## Collaborative Filtering

Collaborative filtering is a method of making automatic predictions (i.e. filtering) about the interests of a user by collecting preferences or taste information from many users on the aggregate (i.e. collaborating). There are two main approaches to Collaborative Filter that we will learn about. The basic idea behind collaborative filtering model is:

- Predict a numerical value expressing the predicted score of an item for a user. The predicted value should be  within the same scale that is used by all users for rating (i.e. number of stars or rating between 0-5)

- Recommend a list of Top-N items that the active user will like the most based on the highest predicted ratings for the items that they have not yet seen

This can be done with two different methods:

* Memory-Based also known as Neighborhood-Based
* Model-Based approaches

## Memory-Based / Neighborhood-Based Collaborative Filtering

Remember that the key idea behind Collaborative Filtering is that similar users share similar interests and that users tend to like items that are similar to one another. With neighborhood-based collaborative filtering methods, you're attempting to quantifying just how similar users and items are to one another and getting the top N recommendations based on that similarity metric.

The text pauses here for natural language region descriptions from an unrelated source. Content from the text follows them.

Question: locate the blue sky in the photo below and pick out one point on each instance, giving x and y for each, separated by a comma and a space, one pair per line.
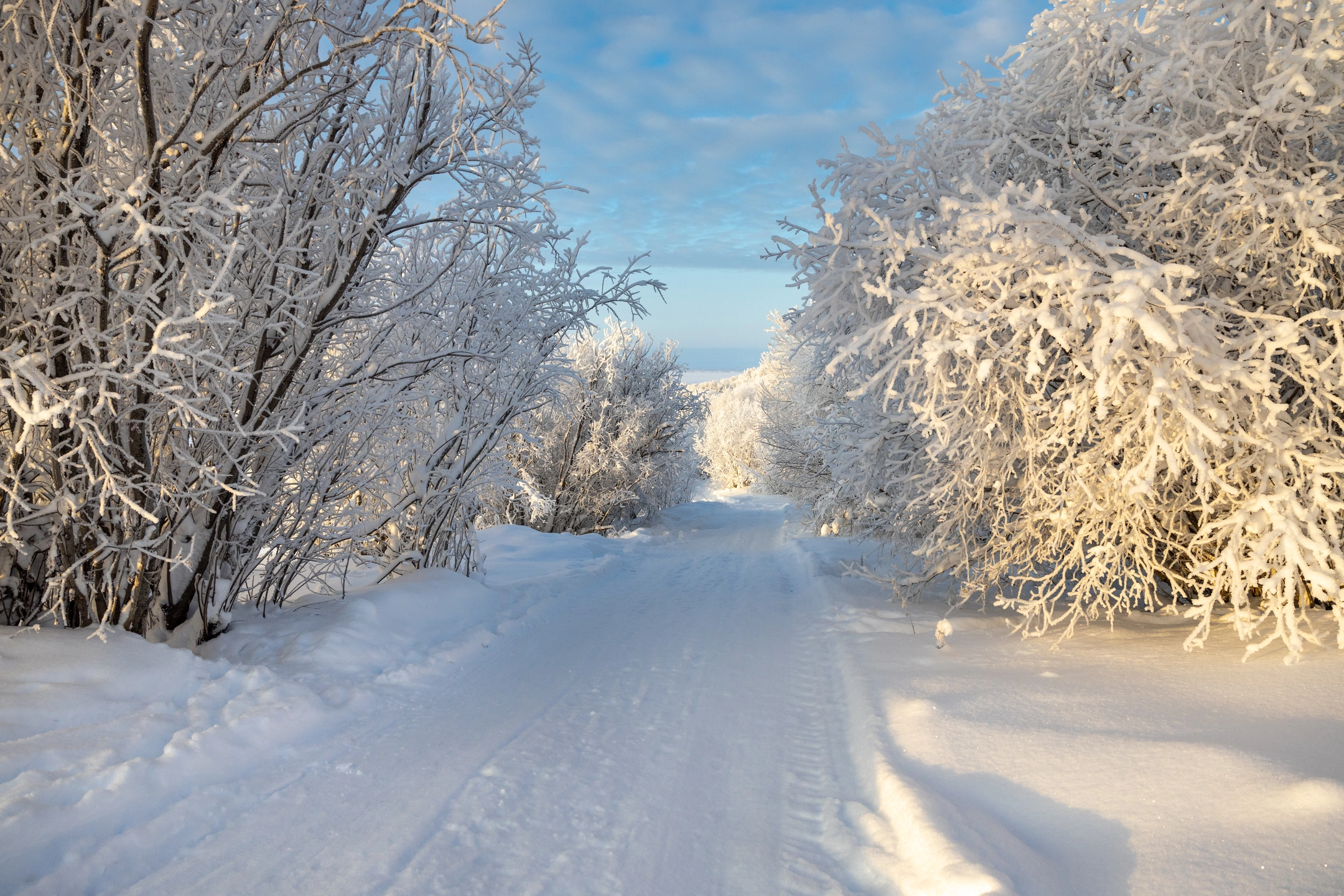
696, 125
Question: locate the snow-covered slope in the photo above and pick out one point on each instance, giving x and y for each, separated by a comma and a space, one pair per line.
701, 707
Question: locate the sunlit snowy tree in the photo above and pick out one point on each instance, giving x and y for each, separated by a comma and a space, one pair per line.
1089, 324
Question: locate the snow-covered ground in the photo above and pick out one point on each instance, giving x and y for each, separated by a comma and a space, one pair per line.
694, 378
702, 707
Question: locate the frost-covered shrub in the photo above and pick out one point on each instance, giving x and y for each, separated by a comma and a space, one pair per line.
729, 438
615, 444
1088, 323
233, 348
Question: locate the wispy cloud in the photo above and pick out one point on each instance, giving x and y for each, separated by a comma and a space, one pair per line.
696, 124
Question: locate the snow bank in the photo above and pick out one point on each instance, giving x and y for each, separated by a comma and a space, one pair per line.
1113, 765
129, 731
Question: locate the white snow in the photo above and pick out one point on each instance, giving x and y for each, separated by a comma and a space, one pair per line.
704, 706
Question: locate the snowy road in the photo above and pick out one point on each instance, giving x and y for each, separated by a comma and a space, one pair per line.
635, 740
704, 707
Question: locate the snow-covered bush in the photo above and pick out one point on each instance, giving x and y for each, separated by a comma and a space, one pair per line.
732, 432
221, 307
614, 445
1088, 322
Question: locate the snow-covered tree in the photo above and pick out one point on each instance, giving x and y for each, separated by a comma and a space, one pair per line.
615, 444
218, 302
730, 434
1088, 320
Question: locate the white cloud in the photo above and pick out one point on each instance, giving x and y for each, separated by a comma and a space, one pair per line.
695, 125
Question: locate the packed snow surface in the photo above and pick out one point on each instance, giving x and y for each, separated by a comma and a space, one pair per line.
702, 707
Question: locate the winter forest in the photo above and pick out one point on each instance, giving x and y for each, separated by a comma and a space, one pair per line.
287, 442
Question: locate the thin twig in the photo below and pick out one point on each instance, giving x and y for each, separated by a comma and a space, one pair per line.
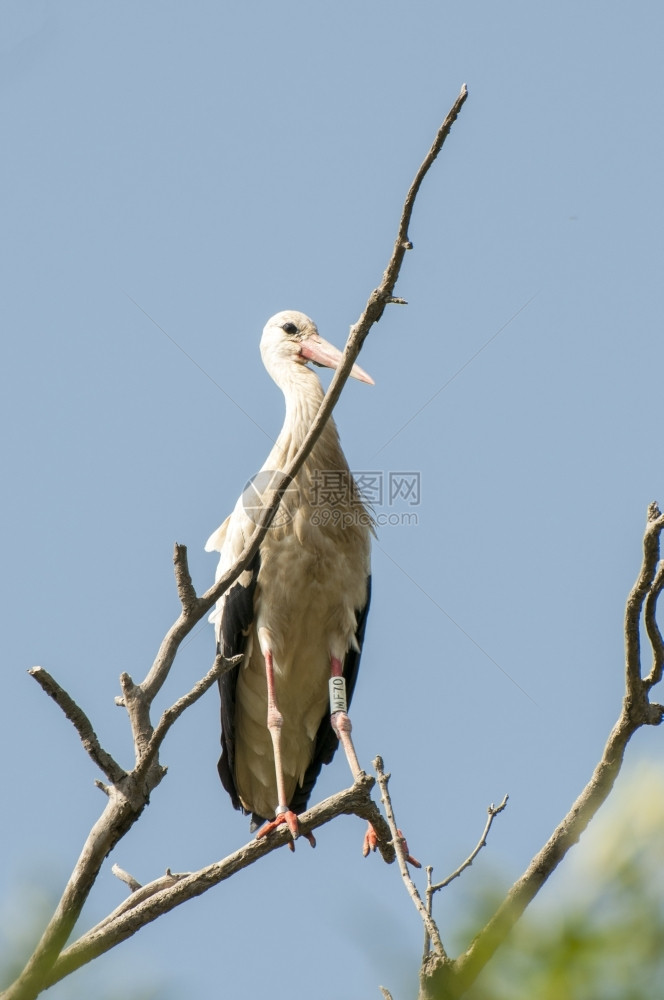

Let's look at the explicit utility matrix we saw in a previous lesson. Below the first utility matrix, we'll also have at a version of the matrix with _implicit_ data, which assumes that we do not have a rating for each movie, we only know whether or not someone has watched the movie. 

*Explicit Ratings*:

|        | Toy Story | Cinderella | Little Mermaid | Lion King |
|--------|-----------|------------|----------------|-----------|
| Matt   |           | 2          |                | 5         |
| Lore   | 2         |            | 4              |           |
| Mike   |           | 5          | 3              | 2         |
| Forest | 5         |            | 1              |           |
| Taylor | 1         | 5          |                | 2         |

*Implicit Ratings*

|        | Toy Story | Cinderella | Little Mermaid | Lion King |
|--------|-----------|------------|----------------|-----------|
| Matt   |           | 1          |                | 1         |
| Lore   | 1         |            | 1              |           |
| Mike   |           | 1          | 1              | 1         |
| Forest | 1         |            | 1              |           |
| Taylor | 1         | 1          |                | 1         |

When dealing with utility matrices, there are two different ways to go about determining similarity within the utility matrix. 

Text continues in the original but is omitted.